Führung in Krisenzeiten

Corona, Krieg und Krise – Führen in schweren Zeiten

Wenn Julia auf ihren Computerbildschirm schaut, dann fällt es ihr schwer, sich zu konzentrieren. Seit Tagen findet die 37-jährige Buchhalterin kaum Schlaf. Gestern Abend hat ihre Tochter Mia gefragt, ob wir auch bald Krieg haben und flüchten müssen. Mia ist fünf, ihre große Schwester Bea ist elf. Bea erzählt, dass sie heute in der Schule gelernt hat, was Sanktionen sind und warum alles teurer wird. Und ihr Klassenkamerad Leon hat gesagt, dass es bald Atomkrieg gibt. Nach zwei Jahren Homeoffice und Kinderbetreuung ist Julia am Ende ihrer Kräfte. Ihr Hausarzt hat ihr ein Beruhigungsmittel verschrieben, weil sie ihre Angstzustände immer weniger kontrollieren kann. So wie Julia geht es auch Lutz. In seinem Lebensmittelbetrieb trägt er die Verantwortung für fast dreißig Mitarbeiter. Lutz macht sich Sorgen um die Zukunft seines Unternehmens. Steigende Preise für Energie und Rohstoffe haben seine Kalkulation völlig durcheinandergebracht. Die Kunden kaufen viel weniger als früher. Wie lange kann das noch gutgehen?

Kontrollverlust

So wie bei Julia und Lutz geht die aktuelle Entwicklung auch an uns nicht spurlos vorbei. Über zwei Jahre Corona haben uns dünnhäutig und mürbe gemacht. Das spüren wir im Alltag an den Reaktionen, ob im Supermarkt an der Kasse oder in anderen banalen Situationen. Menschen reagieren aggressiv oder mit übertriebener Angst und Vorsicht. Warum ist das so? Die größte Herausforderung in solchen Situationen ist der Kontrollverlust. Die Krise kommt von außen, bringt Unsicherheit und Gefahren; und ich weiß nicht, wie ich sie beeinflussen kann. In einer Notfallsituation im Auto reagiere ich instinktiv oder so wie ich es gelernt habe. Ich versuche, die Situation zu kontrollieren. Derzeit fehlt uns persönlich die Kontrolle. Wir haben keine Planungssicherheit, weder als Mitarbeiter noch als Unternehmer. Kunden zögern mit größeren Einkäufen oder bevorraten sich aus Angst. Worte wie »Hamsterkauf« oder »Notvorrat« werden derzeit sehr häufig bei Google eingeben. Dazu kommt, dass sich die Preisspirale dramatisch nach oben entwickelt und ein Ende nicht abzusehen ist.
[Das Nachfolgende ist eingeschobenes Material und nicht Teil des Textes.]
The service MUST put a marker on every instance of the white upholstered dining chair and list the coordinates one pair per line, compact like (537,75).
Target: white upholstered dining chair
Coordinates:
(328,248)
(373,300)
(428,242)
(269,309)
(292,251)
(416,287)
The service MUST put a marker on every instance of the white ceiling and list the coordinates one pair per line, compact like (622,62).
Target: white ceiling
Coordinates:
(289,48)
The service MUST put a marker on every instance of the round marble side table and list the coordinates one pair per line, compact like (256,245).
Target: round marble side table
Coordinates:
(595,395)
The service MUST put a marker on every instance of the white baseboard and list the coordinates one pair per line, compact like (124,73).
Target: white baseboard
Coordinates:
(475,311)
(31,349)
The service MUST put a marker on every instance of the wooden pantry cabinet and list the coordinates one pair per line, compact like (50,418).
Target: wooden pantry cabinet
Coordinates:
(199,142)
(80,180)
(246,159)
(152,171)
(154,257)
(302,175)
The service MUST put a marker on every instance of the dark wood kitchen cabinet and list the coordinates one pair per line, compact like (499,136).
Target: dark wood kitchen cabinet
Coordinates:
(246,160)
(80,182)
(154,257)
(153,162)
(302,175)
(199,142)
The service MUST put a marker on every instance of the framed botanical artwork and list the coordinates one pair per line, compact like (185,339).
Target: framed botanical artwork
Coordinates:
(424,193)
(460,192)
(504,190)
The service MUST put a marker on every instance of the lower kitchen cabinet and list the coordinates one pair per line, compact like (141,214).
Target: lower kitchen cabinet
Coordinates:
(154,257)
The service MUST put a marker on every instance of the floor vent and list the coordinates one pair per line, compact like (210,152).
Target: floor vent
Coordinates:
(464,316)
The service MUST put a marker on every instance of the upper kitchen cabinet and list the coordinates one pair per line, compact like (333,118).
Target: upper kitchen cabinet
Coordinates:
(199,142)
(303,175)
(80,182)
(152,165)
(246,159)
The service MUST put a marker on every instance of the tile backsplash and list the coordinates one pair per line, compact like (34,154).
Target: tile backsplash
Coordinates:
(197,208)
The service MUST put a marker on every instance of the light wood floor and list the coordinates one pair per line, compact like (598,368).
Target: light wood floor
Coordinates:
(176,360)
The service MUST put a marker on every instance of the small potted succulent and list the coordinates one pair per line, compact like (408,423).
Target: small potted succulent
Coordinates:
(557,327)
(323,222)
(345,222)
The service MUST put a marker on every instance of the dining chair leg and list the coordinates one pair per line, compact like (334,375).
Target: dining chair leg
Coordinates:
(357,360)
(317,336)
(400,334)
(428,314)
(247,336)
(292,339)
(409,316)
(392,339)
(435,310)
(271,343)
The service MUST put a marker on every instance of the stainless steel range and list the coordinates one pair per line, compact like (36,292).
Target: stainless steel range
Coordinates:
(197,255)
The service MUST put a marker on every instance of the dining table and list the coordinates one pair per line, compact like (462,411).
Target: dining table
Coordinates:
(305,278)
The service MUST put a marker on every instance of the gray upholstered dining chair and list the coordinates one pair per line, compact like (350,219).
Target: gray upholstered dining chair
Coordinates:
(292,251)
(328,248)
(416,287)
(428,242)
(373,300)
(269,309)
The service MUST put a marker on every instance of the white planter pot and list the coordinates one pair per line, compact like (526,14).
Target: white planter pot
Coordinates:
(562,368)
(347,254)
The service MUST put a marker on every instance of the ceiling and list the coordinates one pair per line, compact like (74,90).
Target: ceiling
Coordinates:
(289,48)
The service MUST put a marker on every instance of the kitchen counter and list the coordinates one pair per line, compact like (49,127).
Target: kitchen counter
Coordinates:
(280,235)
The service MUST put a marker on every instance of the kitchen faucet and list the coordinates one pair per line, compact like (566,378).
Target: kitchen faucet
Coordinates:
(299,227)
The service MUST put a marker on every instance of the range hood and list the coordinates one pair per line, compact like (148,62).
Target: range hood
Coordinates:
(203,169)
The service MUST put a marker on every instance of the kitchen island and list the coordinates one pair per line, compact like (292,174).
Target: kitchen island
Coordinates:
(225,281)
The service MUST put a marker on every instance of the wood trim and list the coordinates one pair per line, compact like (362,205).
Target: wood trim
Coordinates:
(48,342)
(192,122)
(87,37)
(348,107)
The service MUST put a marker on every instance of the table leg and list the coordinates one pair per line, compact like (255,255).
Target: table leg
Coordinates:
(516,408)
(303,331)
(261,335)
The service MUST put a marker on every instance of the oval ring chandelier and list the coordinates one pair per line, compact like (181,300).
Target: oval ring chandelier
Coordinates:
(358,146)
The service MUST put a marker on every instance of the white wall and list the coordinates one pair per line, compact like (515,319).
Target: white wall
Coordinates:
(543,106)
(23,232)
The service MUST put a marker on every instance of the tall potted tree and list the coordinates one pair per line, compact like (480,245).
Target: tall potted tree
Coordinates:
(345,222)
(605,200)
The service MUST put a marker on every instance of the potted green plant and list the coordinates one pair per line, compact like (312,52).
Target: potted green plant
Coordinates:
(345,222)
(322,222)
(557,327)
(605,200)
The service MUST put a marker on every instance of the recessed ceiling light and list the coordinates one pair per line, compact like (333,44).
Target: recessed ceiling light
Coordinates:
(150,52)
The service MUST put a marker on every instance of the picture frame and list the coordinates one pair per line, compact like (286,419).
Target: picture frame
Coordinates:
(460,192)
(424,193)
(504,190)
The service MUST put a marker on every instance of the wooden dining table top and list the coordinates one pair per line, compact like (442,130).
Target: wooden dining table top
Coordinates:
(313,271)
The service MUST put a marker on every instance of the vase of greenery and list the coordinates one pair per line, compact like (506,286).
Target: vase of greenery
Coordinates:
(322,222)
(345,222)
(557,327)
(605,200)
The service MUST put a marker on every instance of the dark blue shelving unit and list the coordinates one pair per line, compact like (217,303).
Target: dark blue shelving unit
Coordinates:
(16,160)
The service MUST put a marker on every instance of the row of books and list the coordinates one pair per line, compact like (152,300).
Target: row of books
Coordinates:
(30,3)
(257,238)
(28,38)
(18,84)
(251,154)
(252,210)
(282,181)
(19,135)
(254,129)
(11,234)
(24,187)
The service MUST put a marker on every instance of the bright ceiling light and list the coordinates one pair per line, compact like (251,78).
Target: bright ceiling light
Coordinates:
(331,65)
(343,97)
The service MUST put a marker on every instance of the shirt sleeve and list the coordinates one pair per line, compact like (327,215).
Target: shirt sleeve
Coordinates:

Auswirkungen auf Unternehmen

Wer in Sorge ist, ist mit seinen Gedanken woanders und kann sich schwer auf eine Aufgabe konzentrieren. Die Verhaltensweisen sind von Furcht und Vorsicht geprägt. Im persönlichen Gespräch untereinander dreht sich alles um Krise und Kriegsgefahr und weniger um die Belange der Firma. Arbeitsleistung und Zuverlässigkeit können darunter leiden. Wenn Ressourcen wie Treibstoff und Produktionsmittel (z. B. Getreide) knapp werden, dann führt das zu Engpässen und Unsicherheit. Unternehmen aus der Molkereibranche verlieren derzeit einen wesentlichen Absatzmarkt und müssen um ihre Existenz fürchten. Zwei Jahre Corona haben uns psychisch zugesetzt. Wir sind teilweise am Ende unserer Kräfte, leiden unter Kontaktarmut – und jetzt kommt noch Kriegsgefahr dazu. Irgendwann zeigen uns Körper und Psyche Grenzen auf. Besonders belastend ist unsere Ohnmacht. Auch das kennen wir sehr gut. Wir selbst fühlen uns hilflos und können nichts machen.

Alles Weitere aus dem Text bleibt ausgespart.